What to do in response to a kernel warning

dambacher — Thu, 18 Nov 2021 22:59:59 +0000

maybe we should taint the affected subsystem on a WARN,
and make security sensible processes aware of this.
they can decide themselves if it is save to continue or not.

What to do in response to a kernel warning

a13xp0p0v — Thu, 18 Nov 2021 22:53:40 +0000

That is the right question.

In theory, the userspace should be adapted to this kernel behavior.

In practice, currently, the Linux kernel kills processes on oops. OOM killer kills processes. grsecurity also kills processes.

pkill_on_warn is simply stopping the process when the first signs of wrong behavior are detected. That complies with the Fail-Fast principle.
Bugs usually don't come alone, and a kernel warning may be followed by memory corruption or other negative effects. Real example:
https://a13xp0p0v.github.io/2020/02/15/CVE-2019-18683.html
pkill_on_warn would prevent this kernel vulnerability exploit.

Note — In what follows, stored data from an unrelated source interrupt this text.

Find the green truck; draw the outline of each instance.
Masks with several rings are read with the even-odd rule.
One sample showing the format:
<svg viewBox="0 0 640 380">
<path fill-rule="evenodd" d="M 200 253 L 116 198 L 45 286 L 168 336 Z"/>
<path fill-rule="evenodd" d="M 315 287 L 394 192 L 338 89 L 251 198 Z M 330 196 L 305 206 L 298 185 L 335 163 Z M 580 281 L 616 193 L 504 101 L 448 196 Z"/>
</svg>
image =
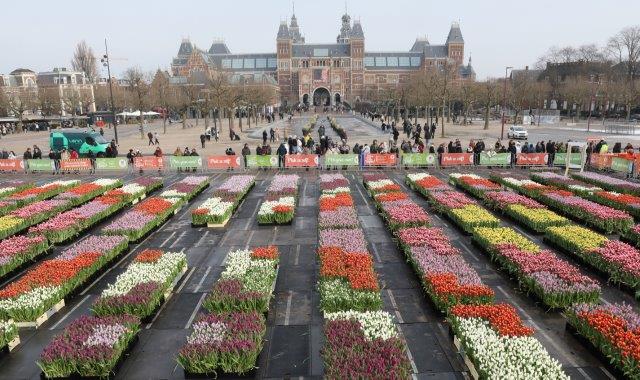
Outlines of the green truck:
<svg viewBox="0 0 640 380">
<path fill-rule="evenodd" d="M 90 129 L 59 129 L 49 134 L 49 148 L 61 151 L 75 150 L 81 157 L 93 152 L 94 157 L 106 157 L 109 142 L 100 133 Z"/>
</svg>

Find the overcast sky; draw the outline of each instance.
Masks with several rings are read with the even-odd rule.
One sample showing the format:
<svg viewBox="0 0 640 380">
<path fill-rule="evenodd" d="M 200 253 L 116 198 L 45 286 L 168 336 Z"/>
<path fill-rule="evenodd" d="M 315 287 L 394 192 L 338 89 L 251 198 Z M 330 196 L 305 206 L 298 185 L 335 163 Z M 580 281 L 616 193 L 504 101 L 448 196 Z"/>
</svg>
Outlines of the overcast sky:
<svg viewBox="0 0 640 380">
<path fill-rule="evenodd" d="M 289 0 L 10 1 L 2 4 L 0 73 L 68 67 L 84 39 L 97 54 L 108 38 L 116 74 L 127 67 L 167 69 L 180 41 L 208 49 L 224 38 L 234 53 L 275 51 Z M 26 6 L 26 8 L 25 8 Z M 444 43 L 459 21 L 478 78 L 504 75 L 505 66 L 533 65 L 550 46 L 603 45 L 620 29 L 640 24 L 639 0 L 349 0 L 367 51 L 407 51 L 417 36 Z M 298 0 L 296 16 L 307 42 L 335 42 L 344 0 Z M 118 60 L 116 60 L 118 59 Z M 106 71 L 106 70 L 105 70 Z M 106 73 L 103 74 L 106 76 Z"/>
</svg>

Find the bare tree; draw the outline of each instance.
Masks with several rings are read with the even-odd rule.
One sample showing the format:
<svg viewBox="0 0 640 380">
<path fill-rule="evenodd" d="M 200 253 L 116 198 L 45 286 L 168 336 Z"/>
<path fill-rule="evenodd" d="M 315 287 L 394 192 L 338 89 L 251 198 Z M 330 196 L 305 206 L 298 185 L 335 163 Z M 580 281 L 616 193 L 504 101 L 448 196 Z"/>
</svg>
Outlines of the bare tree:
<svg viewBox="0 0 640 380">
<path fill-rule="evenodd" d="M 43 116 L 52 116 L 61 111 L 57 89 L 40 88 L 38 90 L 38 108 Z"/>
<path fill-rule="evenodd" d="M 575 116 L 579 117 L 582 105 L 589 96 L 589 87 L 587 86 L 586 80 L 582 77 L 565 80 L 562 94 L 567 102 L 567 115 L 571 115 L 571 120 L 575 122 L 575 117 L 571 110 L 575 108 Z"/>
<path fill-rule="evenodd" d="M 640 70 L 640 26 L 622 29 L 609 39 L 607 47 L 615 62 L 625 69 L 628 88 L 619 88 L 618 90 L 626 106 L 628 120 L 631 117 L 631 108 L 638 99 L 636 77 L 639 74 L 638 70 Z M 621 78 L 618 78 L 618 81 L 621 82 Z"/>
<path fill-rule="evenodd" d="M 487 79 L 477 84 L 479 101 L 484 109 L 484 129 L 489 129 L 491 108 L 500 102 L 500 86 L 495 79 Z"/>
<path fill-rule="evenodd" d="M 171 106 L 171 88 L 169 78 L 166 73 L 161 70 L 156 71 L 156 75 L 151 82 L 151 93 L 154 102 L 162 108 L 162 133 L 167 133 L 167 116 Z"/>
<path fill-rule="evenodd" d="M 131 67 L 125 71 L 124 79 L 127 81 L 128 90 L 133 94 L 134 103 L 140 111 L 140 138 L 144 139 L 143 112 L 148 107 L 148 95 L 151 91 L 151 86 L 149 86 L 149 74 L 143 72 L 138 67 Z"/>
<path fill-rule="evenodd" d="M 71 67 L 76 71 L 82 71 L 87 76 L 90 83 L 95 83 L 98 76 L 98 66 L 96 64 L 96 56 L 93 49 L 82 40 L 76 45 L 73 53 Z"/>
<path fill-rule="evenodd" d="M 0 90 L 0 92 L 2 92 Z M 36 94 L 31 89 L 20 89 L 16 92 L 6 94 L 4 100 L 7 113 L 18 118 L 18 132 L 22 132 L 24 128 L 24 116 L 28 111 L 34 111 L 37 108 Z"/>
</svg>

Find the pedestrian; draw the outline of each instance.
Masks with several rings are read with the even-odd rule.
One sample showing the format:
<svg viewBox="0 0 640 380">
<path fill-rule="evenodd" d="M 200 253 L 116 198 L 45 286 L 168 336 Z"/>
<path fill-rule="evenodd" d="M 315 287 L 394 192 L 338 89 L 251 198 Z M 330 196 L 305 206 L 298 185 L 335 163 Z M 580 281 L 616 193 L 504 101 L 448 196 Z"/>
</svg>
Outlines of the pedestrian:
<svg viewBox="0 0 640 380">
<path fill-rule="evenodd" d="M 262 131 L 262 145 L 267 145 L 267 130 Z"/>
<path fill-rule="evenodd" d="M 42 158 L 42 151 L 38 148 L 37 145 L 33 146 L 33 158 L 39 160 Z"/>
<path fill-rule="evenodd" d="M 272 142 L 272 143 L 276 142 L 276 131 L 273 129 L 273 127 L 271 127 L 269 129 L 269 136 L 270 136 L 270 138 L 269 138 L 270 142 Z"/>
<path fill-rule="evenodd" d="M 242 154 L 242 159 L 244 160 L 244 167 L 247 167 L 247 156 L 251 155 L 251 149 L 249 148 L 249 144 L 245 143 L 244 146 L 242 147 L 242 151 L 240 151 L 240 154 Z"/>
<path fill-rule="evenodd" d="M 285 156 L 287 155 L 287 147 L 284 146 L 284 142 L 280 143 L 277 153 L 278 153 L 278 168 L 284 168 Z"/>
<path fill-rule="evenodd" d="M 102 129 L 102 127 L 100 127 L 100 136 L 104 136 L 104 129 Z"/>
<path fill-rule="evenodd" d="M 31 148 L 27 148 L 27 150 L 22 154 L 22 158 L 25 160 L 30 160 L 33 158 L 33 155 L 31 154 Z"/>
<path fill-rule="evenodd" d="M 149 131 L 149 133 L 147 133 L 147 137 L 149 138 L 149 145 L 154 145 L 153 144 L 153 133 L 151 133 L 151 131 Z"/>
<path fill-rule="evenodd" d="M 202 149 L 204 149 L 204 144 L 205 144 L 206 139 L 207 139 L 207 136 L 200 135 L 200 144 L 202 145 Z"/>
<path fill-rule="evenodd" d="M 158 132 L 153 133 L 153 143 L 154 145 L 160 145 L 160 141 L 158 141 Z"/>
</svg>

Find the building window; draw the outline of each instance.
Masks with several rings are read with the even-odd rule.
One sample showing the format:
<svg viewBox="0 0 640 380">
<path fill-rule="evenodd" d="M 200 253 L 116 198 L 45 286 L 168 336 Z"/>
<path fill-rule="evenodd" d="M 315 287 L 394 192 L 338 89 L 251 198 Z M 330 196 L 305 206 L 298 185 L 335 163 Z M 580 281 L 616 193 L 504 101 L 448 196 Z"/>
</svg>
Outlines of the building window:
<svg viewBox="0 0 640 380">
<path fill-rule="evenodd" d="M 255 69 L 256 60 L 255 59 L 245 59 L 244 60 L 244 68 L 245 69 Z"/>
<path fill-rule="evenodd" d="M 275 58 L 269 58 L 267 60 L 267 67 L 269 67 L 270 69 L 275 69 L 276 67 L 278 67 L 278 60 Z"/>
<path fill-rule="evenodd" d="M 376 57 L 376 67 L 386 66 L 387 58 L 386 57 Z"/>
<path fill-rule="evenodd" d="M 397 67 L 398 57 L 387 57 L 387 66 Z"/>
<path fill-rule="evenodd" d="M 419 67 L 420 66 L 420 57 L 411 57 L 411 66 Z"/>
<path fill-rule="evenodd" d="M 313 49 L 314 57 L 327 57 L 329 55 L 329 49 Z"/>
<path fill-rule="evenodd" d="M 242 59 L 234 59 L 233 61 L 231 61 L 231 67 L 234 69 L 241 69 Z"/>
<path fill-rule="evenodd" d="M 367 67 L 375 66 L 376 60 L 373 57 L 364 57 L 364 65 Z"/>
<path fill-rule="evenodd" d="M 230 69 L 231 68 L 231 60 L 230 59 L 223 59 L 222 60 L 222 68 L 223 69 Z"/>
<path fill-rule="evenodd" d="M 264 69 L 267 67 L 267 60 L 264 58 L 256 59 L 256 69 Z"/>
<path fill-rule="evenodd" d="M 409 66 L 410 65 L 409 57 L 400 57 L 398 59 L 398 64 L 403 67 Z"/>
</svg>

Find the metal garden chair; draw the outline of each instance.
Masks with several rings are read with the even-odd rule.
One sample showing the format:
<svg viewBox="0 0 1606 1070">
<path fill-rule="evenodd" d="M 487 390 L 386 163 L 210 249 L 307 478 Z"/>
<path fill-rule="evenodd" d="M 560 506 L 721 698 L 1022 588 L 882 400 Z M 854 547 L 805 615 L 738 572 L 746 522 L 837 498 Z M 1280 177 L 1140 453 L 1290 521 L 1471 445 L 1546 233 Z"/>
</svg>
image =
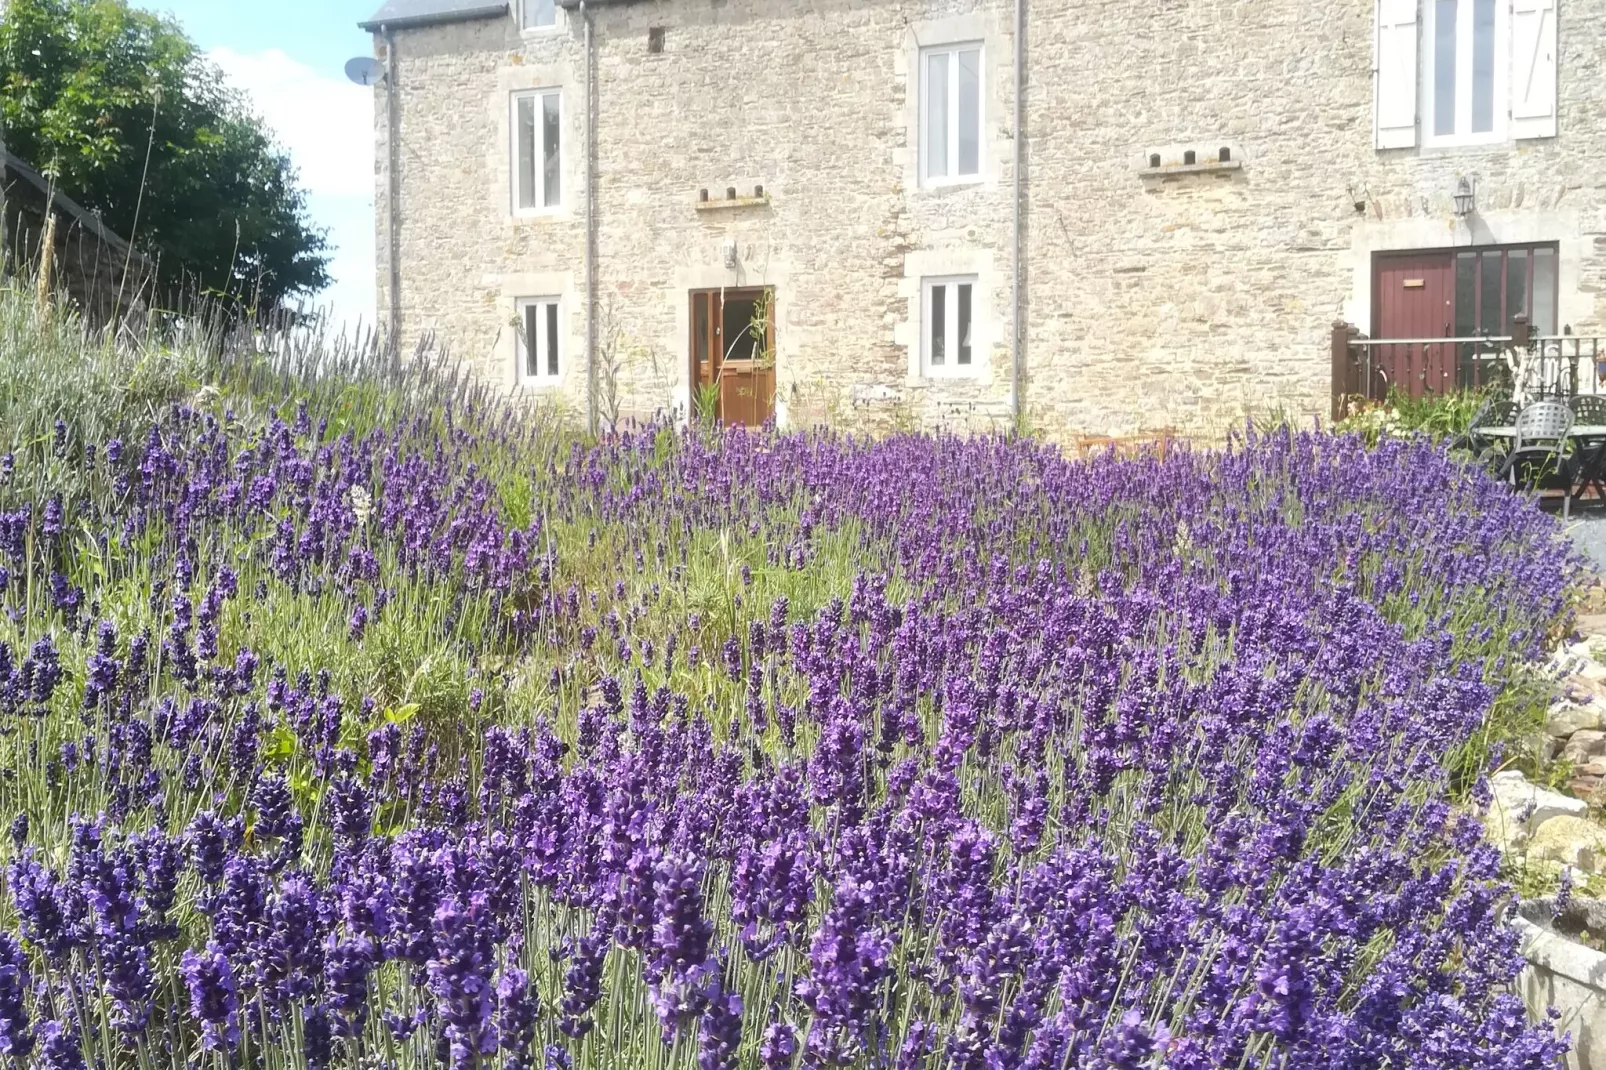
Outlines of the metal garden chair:
<svg viewBox="0 0 1606 1070">
<path fill-rule="evenodd" d="M 1575 427 L 1578 424 L 1606 427 L 1606 394 L 1575 394 L 1567 407 L 1573 411 Z M 1578 492 L 1594 487 L 1595 500 L 1606 502 L 1606 436 L 1580 438 L 1575 434 L 1573 441 L 1577 444 L 1573 464 Z"/>
<path fill-rule="evenodd" d="M 1606 400 L 1606 399 L 1603 399 Z M 1510 427 L 1517 422 L 1520 406 L 1511 400 L 1490 398 L 1479 407 L 1467 429 L 1450 443 L 1452 450 L 1465 450 L 1485 468 L 1496 469 L 1505 463 L 1506 455 L 1493 435 L 1484 434 L 1485 427 Z"/>
<path fill-rule="evenodd" d="M 1567 407 L 1575 423 L 1606 425 L 1606 394 L 1574 394 Z"/>
<path fill-rule="evenodd" d="M 1567 453 L 1573 411 L 1560 401 L 1536 401 L 1517 414 L 1517 437 L 1499 476 L 1512 486 L 1562 489 L 1561 516 L 1572 512 L 1574 459 Z"/>
</svg>

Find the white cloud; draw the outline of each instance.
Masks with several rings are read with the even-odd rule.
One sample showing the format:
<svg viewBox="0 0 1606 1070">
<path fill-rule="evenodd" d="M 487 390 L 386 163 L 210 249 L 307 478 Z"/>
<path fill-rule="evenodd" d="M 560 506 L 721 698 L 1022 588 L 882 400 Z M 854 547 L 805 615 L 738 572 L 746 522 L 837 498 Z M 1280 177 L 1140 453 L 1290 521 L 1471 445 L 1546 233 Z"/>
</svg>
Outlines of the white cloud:
<svg viewBox="0 0 1606 1070">
<path fill-rule="evenodd" d="M 311 193 L 373 195 L 374 91 L 325 74 L 277 48 L 207 56 L 223 69 L 301 169 Z"/>
<path fill-rule="evenodd" d="M 300 171 L 307 213 L 335 247 L 330 286 L 314 303 L 335 330 L 374 319 L 374 91 L 279 49 L 207 53 Z"/>
</svg>

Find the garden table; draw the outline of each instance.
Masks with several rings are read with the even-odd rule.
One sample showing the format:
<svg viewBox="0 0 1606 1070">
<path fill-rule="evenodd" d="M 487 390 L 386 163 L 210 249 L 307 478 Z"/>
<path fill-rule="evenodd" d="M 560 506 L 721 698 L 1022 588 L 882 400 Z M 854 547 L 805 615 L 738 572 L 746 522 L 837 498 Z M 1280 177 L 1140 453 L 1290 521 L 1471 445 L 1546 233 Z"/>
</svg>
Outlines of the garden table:
<svg viewBox="0 0 1606 1070">
<path fill-rule="evenodd" d="M 1517 437 L 1517 428 L 1512 424 L 1493 424 L 1472 430 L 1487 438 L 1509 441 Z M 1578 447 L 1574 455 L 1577 458 L 1574 483 L 1580 492 L 1593 486 L 1596 496 L 1606 500 L 1606 424 L 1573 424 L 1567 437 Z"/>
<path fill-rule="evenodd" d="M 1495 424 L 1491 427 L 1474 427 L 1477 434 L 1487 435 L 1489 438 L 1516 438 L 1517 428 L 1512 424 Z M 1567 432 L 1568 438 L 1594 439 L 1606 438 L 1606 424 L 1573 424 Z"/>
</svg>

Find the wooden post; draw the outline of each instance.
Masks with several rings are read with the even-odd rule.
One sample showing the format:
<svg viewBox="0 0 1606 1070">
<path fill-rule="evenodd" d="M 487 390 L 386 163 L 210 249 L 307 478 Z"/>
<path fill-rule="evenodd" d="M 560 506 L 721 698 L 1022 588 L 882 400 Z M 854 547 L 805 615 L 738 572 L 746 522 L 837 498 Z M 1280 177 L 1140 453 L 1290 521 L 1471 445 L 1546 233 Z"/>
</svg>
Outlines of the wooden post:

It would also make kernel warning infoleaks less valuable for the attacker. Exploit examples using such infoleaks:
https://googleprojectzero.blogspot.com/2018/09/a-cache-in...
https://a13xp0p0v.github.io/2021/02/09/CVE-2021-26708.html

Anyway, this patch provoked a deep discussion.
Maybe one day, the Linux kernel will get a more consistent error handling policy.

What to do in response to a kernel warning

NYKevin — Thu, 18 Nov 2021 22:19:30 +0000

In the past, "I can make XScreenSaver crash by doing a weird thing" has been a CVE (because if XScreenSaver crashes, the screen unlocks). If someone could find a semi-reliable way to generate a kernel warning while a specific process is executing, then similar attacks might become possible under a pkill_on_warn policy.

Hopefully, the move to Wayland will obviate that specific instance of the problem, but in the more general case, how does the kernel know that it's safe to kill the currently executing process? You might be causing a security problem instead of remedying it.